I am rewriting a chess engine I wrote to run on magic bitboards. I have the magic functions written and they take a square of the piece and an occupancy bitboard as parameters. What I am having debates with myself is which one of these board representation schemes is faster/more practical:
scheme 1: There is a bitboard for each type of piece, 1 for white knights, 1 for black rooks. . . , and in order to generate moves and push them to the move stack, I must serialize them to find the square of the piece and then call the magic function. Then I must serialize that move bitboard and push them. The advantage is is that the attacking and occupancy bitboards are closer at hand.
scheme 2: A simple piece centric array [2][16] or [32] contains the square indices of the pieces. A simply loopthrough and call of the functions is all it takes for the move bitboards. I then serialize those bitboards and push them to the move stack. I also have to maintain an occupancy bitboard. I guess getting an attack bitboard shouldn't be any different: I have to once again generate all the move bitboards and, instead of serializing them, I bitwise operate them in a mashup of magic.
I'm leaning towards scheme 2, but for some reason I think there is some sort of implementation similar to scheme 1 that is standard. For some reason I can't find drawbacks of making a "bitboard" engine without actually using bitboards. I wouldn't even be using bitboards for king and knight data, just a quick array lookup.
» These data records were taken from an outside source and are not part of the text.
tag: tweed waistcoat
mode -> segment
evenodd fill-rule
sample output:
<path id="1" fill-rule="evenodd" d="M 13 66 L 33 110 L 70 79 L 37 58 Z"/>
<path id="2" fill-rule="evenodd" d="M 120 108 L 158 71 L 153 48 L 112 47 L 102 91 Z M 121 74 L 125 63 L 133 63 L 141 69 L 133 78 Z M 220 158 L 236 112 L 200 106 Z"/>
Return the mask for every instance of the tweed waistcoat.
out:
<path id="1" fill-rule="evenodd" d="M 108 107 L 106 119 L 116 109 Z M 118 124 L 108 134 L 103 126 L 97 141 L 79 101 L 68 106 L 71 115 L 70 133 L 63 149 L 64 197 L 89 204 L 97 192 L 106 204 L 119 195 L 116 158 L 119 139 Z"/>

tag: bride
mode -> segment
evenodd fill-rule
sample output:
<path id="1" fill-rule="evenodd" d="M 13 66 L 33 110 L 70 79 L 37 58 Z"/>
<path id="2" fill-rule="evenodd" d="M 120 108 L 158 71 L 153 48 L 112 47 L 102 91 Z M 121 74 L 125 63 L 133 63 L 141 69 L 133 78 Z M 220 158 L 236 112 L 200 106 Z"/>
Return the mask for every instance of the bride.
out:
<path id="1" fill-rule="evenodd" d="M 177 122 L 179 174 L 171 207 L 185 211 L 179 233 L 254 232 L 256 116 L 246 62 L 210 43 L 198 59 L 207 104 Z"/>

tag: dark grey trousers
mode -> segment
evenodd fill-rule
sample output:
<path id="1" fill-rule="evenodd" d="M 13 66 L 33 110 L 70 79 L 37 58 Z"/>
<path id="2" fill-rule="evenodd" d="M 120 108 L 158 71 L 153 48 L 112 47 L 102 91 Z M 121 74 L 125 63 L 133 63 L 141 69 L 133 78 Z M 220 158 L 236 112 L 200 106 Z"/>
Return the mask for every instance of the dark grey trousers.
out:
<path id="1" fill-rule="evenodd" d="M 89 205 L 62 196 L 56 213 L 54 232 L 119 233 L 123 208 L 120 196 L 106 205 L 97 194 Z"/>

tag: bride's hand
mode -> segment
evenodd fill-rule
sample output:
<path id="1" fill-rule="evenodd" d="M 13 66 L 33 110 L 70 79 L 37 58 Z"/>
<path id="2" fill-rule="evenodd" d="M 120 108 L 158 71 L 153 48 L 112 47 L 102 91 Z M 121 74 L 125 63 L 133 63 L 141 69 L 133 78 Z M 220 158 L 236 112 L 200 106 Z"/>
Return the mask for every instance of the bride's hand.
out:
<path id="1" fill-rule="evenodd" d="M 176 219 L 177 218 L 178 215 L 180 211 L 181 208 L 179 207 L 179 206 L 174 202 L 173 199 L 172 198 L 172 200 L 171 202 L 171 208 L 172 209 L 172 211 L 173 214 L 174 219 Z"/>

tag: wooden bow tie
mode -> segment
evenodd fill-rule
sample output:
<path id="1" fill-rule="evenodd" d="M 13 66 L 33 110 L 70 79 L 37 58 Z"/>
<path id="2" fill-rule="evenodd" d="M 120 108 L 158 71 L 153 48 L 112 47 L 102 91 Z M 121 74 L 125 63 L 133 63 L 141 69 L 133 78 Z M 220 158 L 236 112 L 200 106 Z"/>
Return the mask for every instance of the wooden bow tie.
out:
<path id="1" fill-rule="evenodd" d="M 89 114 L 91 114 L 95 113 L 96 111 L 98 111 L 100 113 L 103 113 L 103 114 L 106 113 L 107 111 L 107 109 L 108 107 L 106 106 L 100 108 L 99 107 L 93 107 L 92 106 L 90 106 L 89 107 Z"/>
I guess my question is more of whether there is a better way to do this board representation, because I remember reading that keeping a bitboard for each type of piece is standard (maybe this is only necessary with rotated bitboards?). I'm relatively new to bitboard engines but I've read a lot and I've implemented the magic method. I certainly like the piece centric array approach - it makes a lot of arbitrary stuff like printing the board to the screen easier, but if there is a better/equal/more standard way can someone please point it out? Thanks in advance - I know this is a fairly specific question and difficult to answer unless you are very familiar with chess programming.
Last minute question: how is the speed of a lookup into a 2D array measure up to using a 1D array and adding 16 * team_side to the normal index to lookup the piece?
edit: I thought I should add that I am valuing speed over almost all else in my chess implementation. Why else would I go with magic bitboards as opposed to simply arrays with slide data?